Tutorial

This page describes tutorial on MUDA language. The tutorial assumes that you are operating on x86/SSE2 machine.

First MUDA program

Open your editor, type the following code and save it as add.mu.

void add_func(out vec ret, vec a, vec b) {
    ret = a + b;
}

This function computes addition of two 4 x floating point vector variable a and b, then return it through variable ret.

Let’s compile it with mudah (MUDA High performance compiler).

$ mudah add.mu > add.c

In default, mudah generates C code with x86/SSE instruction. At a time, a header file add.h is being created for interfacing C program.

MUDA is designed for accelerating computation core of your program as a module(function or subroutines), thus you must still write a C program which call MUDA generated SIMD-C function.
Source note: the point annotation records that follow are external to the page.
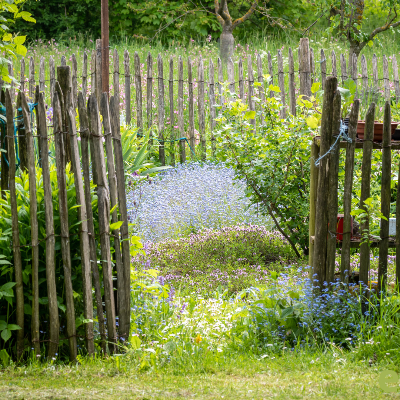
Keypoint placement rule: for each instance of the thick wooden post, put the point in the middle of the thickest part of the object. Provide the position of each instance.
(292, 89)
(385, 198)
(104, 215)
(213, 111)
(366, 189)
(19, 289)
(333, 191)
(84, 129)
(348, 188)
(182, 142)
(171, 109)
(112, 180)
(305, 68)
(192, 138)
(201, 109)
(63, 215)
(138, 88)
(123, 210)
(321, 212)
(127, 88)
(54, 324)
(161, 109)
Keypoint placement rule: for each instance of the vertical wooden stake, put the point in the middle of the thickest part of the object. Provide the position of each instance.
(161, 110)
(54, 324)
(366, 189)
(19, 289)
(138, 88)
(192, 138)
(127, 88)
(182, 142)
(123, 210)
(63, 214)
(84, 125)
(348, 188)
(213, 110)
(201, 109)
(104, 213)
(385, 198)
(321, 212)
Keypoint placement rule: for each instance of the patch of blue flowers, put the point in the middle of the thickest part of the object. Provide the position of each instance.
(189, 198)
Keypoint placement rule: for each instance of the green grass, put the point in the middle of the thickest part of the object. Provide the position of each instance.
(306, 376)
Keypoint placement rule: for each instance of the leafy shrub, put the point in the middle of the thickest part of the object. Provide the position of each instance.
(189, 198)
(232, 258)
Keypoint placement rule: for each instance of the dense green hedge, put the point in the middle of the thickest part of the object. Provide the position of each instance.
(63, 19)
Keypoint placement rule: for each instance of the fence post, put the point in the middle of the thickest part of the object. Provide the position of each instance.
(252, 105)
(323, 69)
(333, 203)
(385, 197)
(241, 83)
(348, 188)
(34, 224)
(213, 111)
(19, 289)
(54, 325)
(63, 215)
(104, 214)
(127, 88)
(112, 180)
(305, 68)
(161, 110)
(281, 80)
(138, 87)
(321, 210)
(292, 89)
(191, 111)
(366, 189)
(201, 106)
(171, 109)
(84, 75)
(84, 129)
(31, 78)
(123, 210)
(343, 71)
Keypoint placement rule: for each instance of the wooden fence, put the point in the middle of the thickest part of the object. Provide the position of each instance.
(324, 192)
(190, 111)
(107, 170)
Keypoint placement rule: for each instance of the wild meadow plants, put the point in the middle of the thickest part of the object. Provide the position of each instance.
(189, 198)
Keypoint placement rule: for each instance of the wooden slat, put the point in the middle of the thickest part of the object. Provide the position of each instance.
(99, 172)
(191, 109)
(385, 197)
(139, 96)
(201, 105)
(181, 126)
(19, 288)
(213, 111)
(161, 109)
(321, 211)
(64, 224)
(127, 73)
(366, 189)
(348, 189)
(292, 88)
(123, 210)
(84, 127)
Provide C side code main.c to call the MUDA function.:

/* main.c */
#include <stdio.h>

#include "muda.h"
#include "add.h"

int
main(int argc, char **argv)
{
    vec *a, *b, *c;

    a = mudaAlloc(sizeof(float) * 4, 16);
    b = mudaAlloc(sizeof(float) * 4, 16);
    c = mudaAlloc(sizeof(float) * 4, 16);

    mudaSet4f(a, 1.0, 2.0, 3.0, 4.0);
    mudaSet4f(b, 1.2, 2.3, 3.4, 4.5);

    // Call a function generated by MUDA compiler.
    add_func(c, a, b);

    mudaPrint4f(c);

    return 0;
}

You can see some MUDA C runtime function such like mudaAlloc and vector type vec which is same in MUDA language. These MUDA C runtime support are provided by including muda.h (located at $(top)/include) and linking with libmuda library(located at $(top)/libmuda).

Compile codes with ordinary C compiler such like,

$ gcc -I. -I/path/to/muda/include -msse2 add.c main.c -L/path/to/muda/libmuda -lmuda

$ ./a.out
2.200000, 4.300000, 6.400000, 8.500000

MUDA is a vector language

MUDA is a vector language, especially floating point vector language. But you can mix scalar and vector expression. All scalar expression is first converted to vector element internally, then all floating point computation is done in vector.
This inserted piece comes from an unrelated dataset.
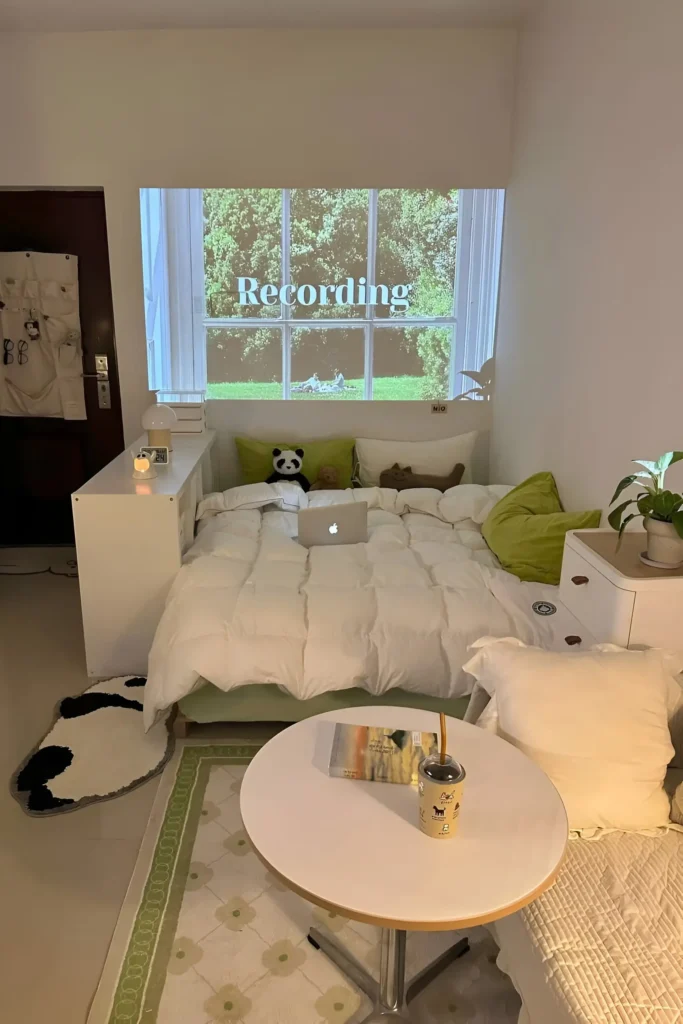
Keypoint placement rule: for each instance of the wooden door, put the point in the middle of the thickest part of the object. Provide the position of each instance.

vec a = 1.0;          // a = ftov(1.0)
                      //   = (1.0, 1.0, 1.0, 1.0)
                      //
                      // ftov() means float-to-vector operation.


float a, b;
vec c = a * b;        // c = ftov(a) * ftov(b)

But in some case, there needs a scalar expression.
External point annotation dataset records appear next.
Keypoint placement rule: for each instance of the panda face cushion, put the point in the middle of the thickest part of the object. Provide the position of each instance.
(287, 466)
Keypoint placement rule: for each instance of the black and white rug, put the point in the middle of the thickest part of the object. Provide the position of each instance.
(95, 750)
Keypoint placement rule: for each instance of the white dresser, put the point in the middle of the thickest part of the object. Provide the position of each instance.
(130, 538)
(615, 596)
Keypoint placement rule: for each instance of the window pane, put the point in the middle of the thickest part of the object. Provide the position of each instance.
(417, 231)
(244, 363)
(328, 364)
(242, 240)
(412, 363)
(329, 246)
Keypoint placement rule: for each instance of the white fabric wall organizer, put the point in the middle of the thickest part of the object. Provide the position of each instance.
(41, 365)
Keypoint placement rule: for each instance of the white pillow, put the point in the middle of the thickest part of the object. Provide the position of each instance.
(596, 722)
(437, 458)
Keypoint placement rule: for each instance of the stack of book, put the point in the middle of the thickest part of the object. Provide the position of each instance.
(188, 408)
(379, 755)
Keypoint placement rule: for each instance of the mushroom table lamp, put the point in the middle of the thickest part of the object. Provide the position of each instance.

  • expression for if and while condition
  • assignment to scalar variable
  • scalar argument for a function

For such a situation, MUDA converts vector expression into scalar expression internally. Preferred element is extracted from vector variable.

Preferred element is defined as first element of vector variable.

element 0 element 1 element 2 element 3
Preferred element      

Here is an example of if expression.

void if_example(out vec ret, vec a) {

    if (a > 1.0) {        // is converted to
        ret = a           // -> if (vtof(a > ftov(1.0))) ...
    } else {              //
        ret = a*a         // where vtof() means extracting
    }                     // preferred element from vector variable.
}

Data type

MUDA supports following intrinsic data type.

Name Description
vec floating point 4 component vector(float x 4)
dvec floating point 4 component vector(double x 4)
ivec integer 4 component vector(32bit x 4)
lvec integer 4 component vector(64bit x 4)
float scalar single precision floating point value
double scalar double precision floating point value
int scalar integer value(32bit).

Define a function

MUDA supports following function declaration.

// Usual function
void usual_suspects(out vec ret, vec a) {
    ret = a * a;
}

// static function defined only in .mu file.
static vec static_func(vec a) {
    return a * a * a;
}

// inline function.
// A compiler may inline this function, depend on optimization setting.
inline vec inlined_func(vec a) {
    return a + a;
}

// force inline function.
// a function should be inlined.
force_inline vec force_inlined_func(vec a) {
    return a * a;
}

Return type

MUDA does not permit vector type as return type for external fuction(function without static or inline spec)

// NG!
vec add_func(vec a) {

    return a + a;

}

This is because it is difficult to return vector variable in translated C code. If you want to return vector value from MUDA function to C, use out argument.

// Valid!
void add_func(out vec ret, vec a) {

    ret = a + a;

}

This restriction is not applied to MUDA internal functions.

// Valid!
static vec add_func(vec a) { ... }

// Valid!
inline vec add_func(vec a) { ... }

Since internal functions is not seen by the user from C land, MUDA compiler can transform function spec(e.g. vec func(vec a) is internally converted to void func(out vec ret, vec a)).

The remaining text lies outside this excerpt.